# UK Soap and Drama Discussion > EastEnders > Spoilers >  Nana Moon's Funeral

## Kim

Source: The sun on Tuesday, October 18.

The cream of EastEnders gathered together yesterday to film a tearful farewell to Nana Moon .

'Mourners' led by Shane Richie and Jessie Wallace trooped sombrely into Hendon Crematorium. It was one of the biggest turnouts in the soap's history. And it also gave Jessie, 34, (Kat Moon) a chance to flaunt her fiery red hair-do. The scenes - to be shown early next year - follow the death of Nana, played by Hilda Braid. Insiders say she dies on Christmas Day in the arms of Alfie, played by Shane, 41. 

Among those at the North London funeral were Barbara Windsor (Peggy Mitchell), Wendy Richard (Pauline Fowler) and Letitia Dean (Sharon Rickman. June Brown, who plays Dot Branning, showed up in bizzare boots. Kacey Ainsworth (Little Mo Mitchell), Billy Murray (Johnny Allen), Nigel Harman (Dennis Rickman) and Natalie Cassidy (Sonia Fowler) were also there. 

Many were seen having a crafty cigarette between scenes - except for June who always lights up as Dot. A bit-part morner said ' I was amazed how many were smoking.'

----------


## brenda1971

That will be a very sad episode

----------


## i_luv_dennis

it will be a very sad dennis goes to  the funreal

----------


## brenda1971

There wont be a dry eye in the house

----------


## alkalinetrio

sad sad day i will miss her caracter

----------


## lil baby tash

i most likely will be crying tis so unfair nana moon is like the sweetest person ever and her when she wanted to get arrested tee hee i will miss her plus i wanna know there is no mention of jake!!!!

----------


## crazygirl

yes it will be very sad it's a shame their killing her off

----------


## Bryan

this is wrong - shown early next year? alfie/kat/sharon/dennis leave at the end of this year? this spoiler has more holes than a cheesegrater!

----------


## BlackKat

Not sure if the article is correct in terms of when it's shown etc, but there were pics with it so it is filmed at least.

----------


## i_luv_dennis

as any one got any pics

----------


## Debs

oh dear ill have to stock up on the kleenexe!

----------


## .:SpIcYsPy:.

> this is wrong - shown early next year? alfie/kat/sharon/dennis leave at the end of this year? this spoiler has more holes than a cheesegrater!
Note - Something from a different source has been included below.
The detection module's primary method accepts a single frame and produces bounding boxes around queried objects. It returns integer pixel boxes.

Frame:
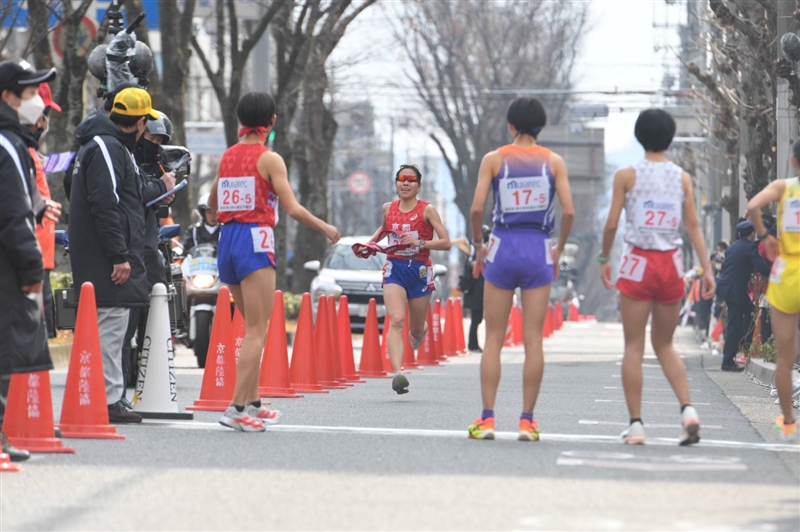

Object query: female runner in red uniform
[367,164,450,394]
[208,92,340,432]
That was what I was thinking!!  :Searchme:

----------


## Angeldelight

But the early next year would be the beginning of january surely, she dies on christmas day so in reality her funeral would be in early january...

----------


## i_luv_dennis

yeah it will

----------


## *kalfie*moon*

> as any one got any pics


yea i wana see the pics too!

----------


## Kim

Here's the pics:

----------


## Luna

i'll get the hankies ready

----------


## lollymay

awww that will be well sad

----------


## Charmed

I'll be crying   :Crying:  
I'm nearly in tears thinking about her dying!
My friends all think I'm weird coz I call her 'Nana' and treat her like she's my nana!   :Crying:

----------


## parkerman

> But the early next year would be the beginning of january surely, she dies on christmas day so in reality her funeral would be in early january...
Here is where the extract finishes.